Services Incident started at (UTC) Resolved at (UTC) Duration
OHM Website 2023-07-18 00:29:15 2023-07-18 00:33:08 3 minutes and 53 seconds
OHM Website 2023-07-18 00:43:15 2023-07-18 03:18:14 2 hours and 34 minutes
OHM TagInfo 2023-07-18 00:26:25 2023-07-18 01:14:32 48 minutes and 7 seconds
OHM Overpass API 2023-07-18 01:03:43 2023-07-18 03:18:42 2 hours and 14 minutes

AWS Service health

The service has not experienced any interruptions on EC2. There was only one issue related to CloudFront, which occurred at a different time than the service downtime

https://health.aws.amazon.com/health/status

image

osmseed-production cluster

During the service downtime, other services within the cluster were operating normally. There were some that generated errors, but these seem to be related to another container that is not in use, namely 'dashboard-metrics-scraper'

https://onenr.io/0ERPMPYnvjW https://onenr.io/0nQxP0YY5QV

image

DB Logs

For some reason, the database pod was halted during the service downtime. No logs were recorded for this time period. https://onenr.io/0oQDKkGrDjy

image

Web container Logs

Similarly, the web service did not generate any unusual logs during the downtime

https://onenr.io/01wZvD3mvw6 image

Taginfo logs

https://onenr.io/0KQXGgP5Eja

Overpass API logs

https://onenr.io/0yw4NqoxLj3

Metrics-server Issue

After investigating, it seems that issues is related to "metrics-server", The metrics-server is a Kubernetes system component that collects and stores performance metrics from nodes and pods in the cluster.

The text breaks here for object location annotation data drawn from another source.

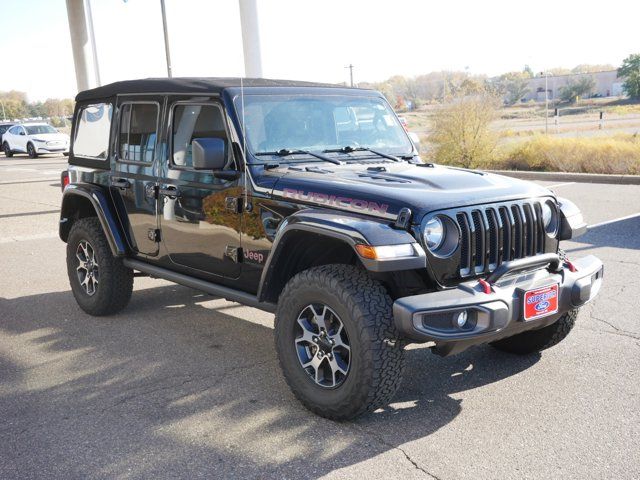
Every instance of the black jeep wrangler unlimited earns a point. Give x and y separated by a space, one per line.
310 201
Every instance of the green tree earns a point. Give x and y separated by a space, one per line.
630 71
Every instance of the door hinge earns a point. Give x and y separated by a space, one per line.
233 204
234 253
154 234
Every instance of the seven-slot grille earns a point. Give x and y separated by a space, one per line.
493 234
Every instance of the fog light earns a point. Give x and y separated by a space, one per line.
461 319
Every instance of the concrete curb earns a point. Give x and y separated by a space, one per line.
571 177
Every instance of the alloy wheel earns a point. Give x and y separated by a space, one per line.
87 269
322 345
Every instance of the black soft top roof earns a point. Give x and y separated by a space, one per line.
195 85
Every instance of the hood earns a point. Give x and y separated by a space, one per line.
383 189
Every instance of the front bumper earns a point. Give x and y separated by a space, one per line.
495 310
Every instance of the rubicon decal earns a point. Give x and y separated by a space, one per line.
336 201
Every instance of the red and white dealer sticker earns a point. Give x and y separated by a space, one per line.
541 302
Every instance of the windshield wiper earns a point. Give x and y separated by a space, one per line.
286 152
349 149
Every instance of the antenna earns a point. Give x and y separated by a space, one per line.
244 148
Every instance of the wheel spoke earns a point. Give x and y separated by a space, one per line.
322 345
319 317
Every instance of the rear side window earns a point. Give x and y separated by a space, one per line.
138 132
191 121
92 131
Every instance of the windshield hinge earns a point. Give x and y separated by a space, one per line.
403 220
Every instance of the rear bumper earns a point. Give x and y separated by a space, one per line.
494 311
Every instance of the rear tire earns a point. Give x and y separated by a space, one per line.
537 340
374 360
101 284
31 151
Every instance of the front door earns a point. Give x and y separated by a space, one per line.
134 179
199 227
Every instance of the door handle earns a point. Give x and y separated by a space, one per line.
169 191
121 183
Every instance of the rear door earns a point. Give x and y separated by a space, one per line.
134 176
200 231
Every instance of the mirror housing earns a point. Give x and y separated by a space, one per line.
209 153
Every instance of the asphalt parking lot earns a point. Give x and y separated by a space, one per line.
183 385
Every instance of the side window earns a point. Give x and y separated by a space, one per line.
92 131
191 121
138 132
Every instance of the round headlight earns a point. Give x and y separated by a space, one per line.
434 233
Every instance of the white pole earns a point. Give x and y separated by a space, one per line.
81 45
251 38
92 37
166 39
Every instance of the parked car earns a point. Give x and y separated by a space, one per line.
310 201
4 127
34 139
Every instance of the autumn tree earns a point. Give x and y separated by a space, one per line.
462 133
630 72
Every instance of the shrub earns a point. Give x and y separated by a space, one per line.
612 155
462 134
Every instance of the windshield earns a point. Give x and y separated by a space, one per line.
320 123
36 129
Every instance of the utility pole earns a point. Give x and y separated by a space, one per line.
546 101
350 67
166 38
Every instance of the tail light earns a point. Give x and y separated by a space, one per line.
64 179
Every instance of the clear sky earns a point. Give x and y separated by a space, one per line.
314 39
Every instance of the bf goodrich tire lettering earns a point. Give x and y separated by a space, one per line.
376 357
113 290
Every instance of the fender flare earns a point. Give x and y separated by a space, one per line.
352 230
104 209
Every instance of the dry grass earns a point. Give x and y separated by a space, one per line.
612 155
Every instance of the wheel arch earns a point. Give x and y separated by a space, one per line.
86 200
312 238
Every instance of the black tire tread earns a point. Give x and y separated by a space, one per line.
370 304
116 280
536 340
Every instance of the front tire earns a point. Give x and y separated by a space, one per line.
101 284
537 340
337 320
31 151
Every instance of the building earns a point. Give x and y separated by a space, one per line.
607 84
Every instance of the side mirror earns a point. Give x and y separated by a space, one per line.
209 153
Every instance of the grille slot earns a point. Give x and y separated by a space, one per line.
495 234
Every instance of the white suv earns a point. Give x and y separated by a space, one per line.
34 139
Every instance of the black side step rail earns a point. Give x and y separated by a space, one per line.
207 287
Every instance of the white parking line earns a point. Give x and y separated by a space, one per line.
22 238
560 184
601 224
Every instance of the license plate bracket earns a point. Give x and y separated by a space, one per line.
540 302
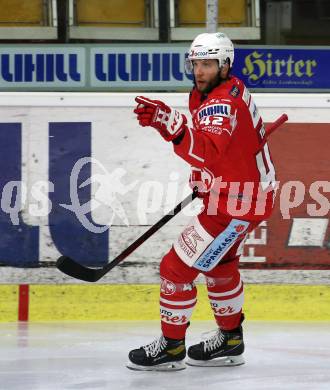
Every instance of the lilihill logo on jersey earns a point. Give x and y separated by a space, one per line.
215 109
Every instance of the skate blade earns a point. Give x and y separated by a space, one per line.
170 366
225 361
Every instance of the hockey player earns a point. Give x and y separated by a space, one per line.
234 173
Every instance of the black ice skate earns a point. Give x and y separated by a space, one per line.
162 354
223 348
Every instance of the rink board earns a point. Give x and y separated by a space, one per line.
140 302
44 134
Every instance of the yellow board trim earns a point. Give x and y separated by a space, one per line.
140 302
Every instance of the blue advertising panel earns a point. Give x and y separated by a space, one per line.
155 67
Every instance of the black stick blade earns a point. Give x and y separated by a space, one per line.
76 270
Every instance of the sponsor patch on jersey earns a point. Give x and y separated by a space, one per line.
234 91
221 245
215 109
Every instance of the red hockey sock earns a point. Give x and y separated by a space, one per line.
177 295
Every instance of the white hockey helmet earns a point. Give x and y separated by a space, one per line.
215 46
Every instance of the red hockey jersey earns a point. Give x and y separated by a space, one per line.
227 151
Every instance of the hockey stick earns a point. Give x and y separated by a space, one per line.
273 126
78 271
72 268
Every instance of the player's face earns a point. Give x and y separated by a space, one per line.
206 74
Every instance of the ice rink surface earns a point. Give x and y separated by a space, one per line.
92 355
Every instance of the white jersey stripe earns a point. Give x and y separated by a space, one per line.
227 293
178 303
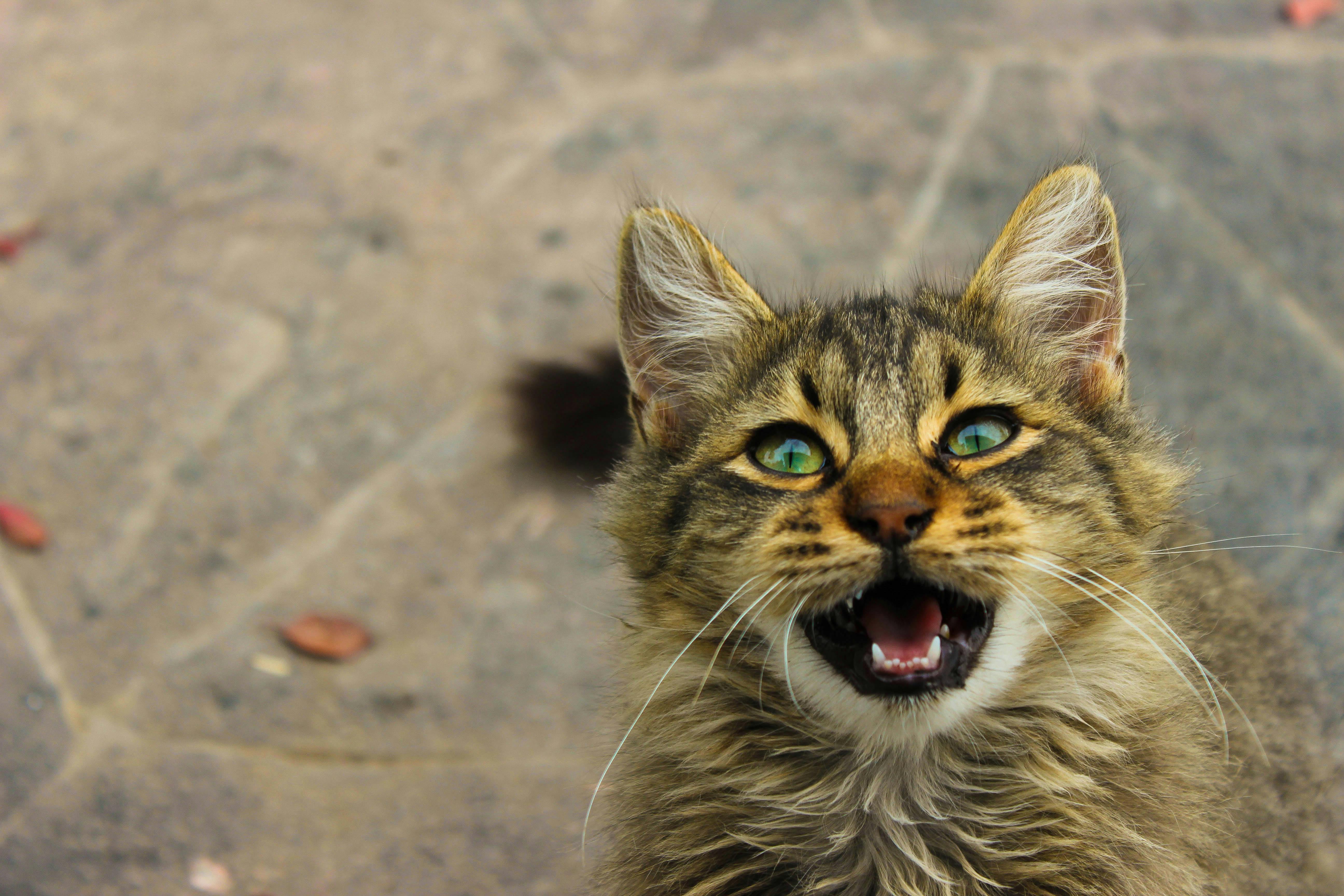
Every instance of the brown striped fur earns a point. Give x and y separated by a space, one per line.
1085 753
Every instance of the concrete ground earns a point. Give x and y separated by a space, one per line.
292 249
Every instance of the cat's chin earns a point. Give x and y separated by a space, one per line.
902 637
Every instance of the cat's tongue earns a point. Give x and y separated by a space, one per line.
902 629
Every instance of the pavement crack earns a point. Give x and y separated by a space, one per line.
945 156
39 644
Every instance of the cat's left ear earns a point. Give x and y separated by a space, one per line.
682 310
1057 272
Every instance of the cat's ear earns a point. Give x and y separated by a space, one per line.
681 307
1057 272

Screenshot 2023-07-18 at 4 49 16 PM

kubectl get pods --all-namespaces -o wide
kubectl describe pod metrics-server-7668599459-dft95 -n kube-system
kubectl logs metrics-server-7668599459-dft95 -n kube-system

outputs:

Error: failed to get delegated authentication kubeconfig: failed to get delegated authentication kubeconfig: open /var/run/secrets/kubernetes.io/serviceaccount/token: permission denied
.....
panic: failed to get delegated authentication kubeconfig: failed to get delegated authentication kubeconfig: open /var/run/secrets/kubernetes.io/serviceaccount/token: permission denied

goroutine 1 [running]:
main.main()
    /go/src/github.com/kubernetes-incubator/metrics-server/cmd/metrics-server/metrics-server.go:39 +0x13b

I still don't have an understanding of why this issue is happening. I checked the staging cluster, and everything is working fine there. I'm not sure if it's related to a token expiration, but I can't pinpoint it yet.

Due to the "token: permission denied" issue, the web, taginfo, and overpass pods were unable to restart or collect metrics. However, it's strange that the services were restored after two hours. The first step would be to resolve this "open /var/run/secrets/kubernetes.io/serviceaccount/token: permission denied" issue. Here are some possible solutions according to chatgpt

@batpad ,I would like to your suggestion about this issue. From my perspective, the most viable option would be to delete the metrics-server pods and restore them using a metrics template. e.g: components.yml

jeffreyameyer commented 1 year ago

Overpass API appears to be working (i.e., returning READ requests), but is out of sync or possibly not syncing at all. Changes I made yesterday have yet to show up in its results.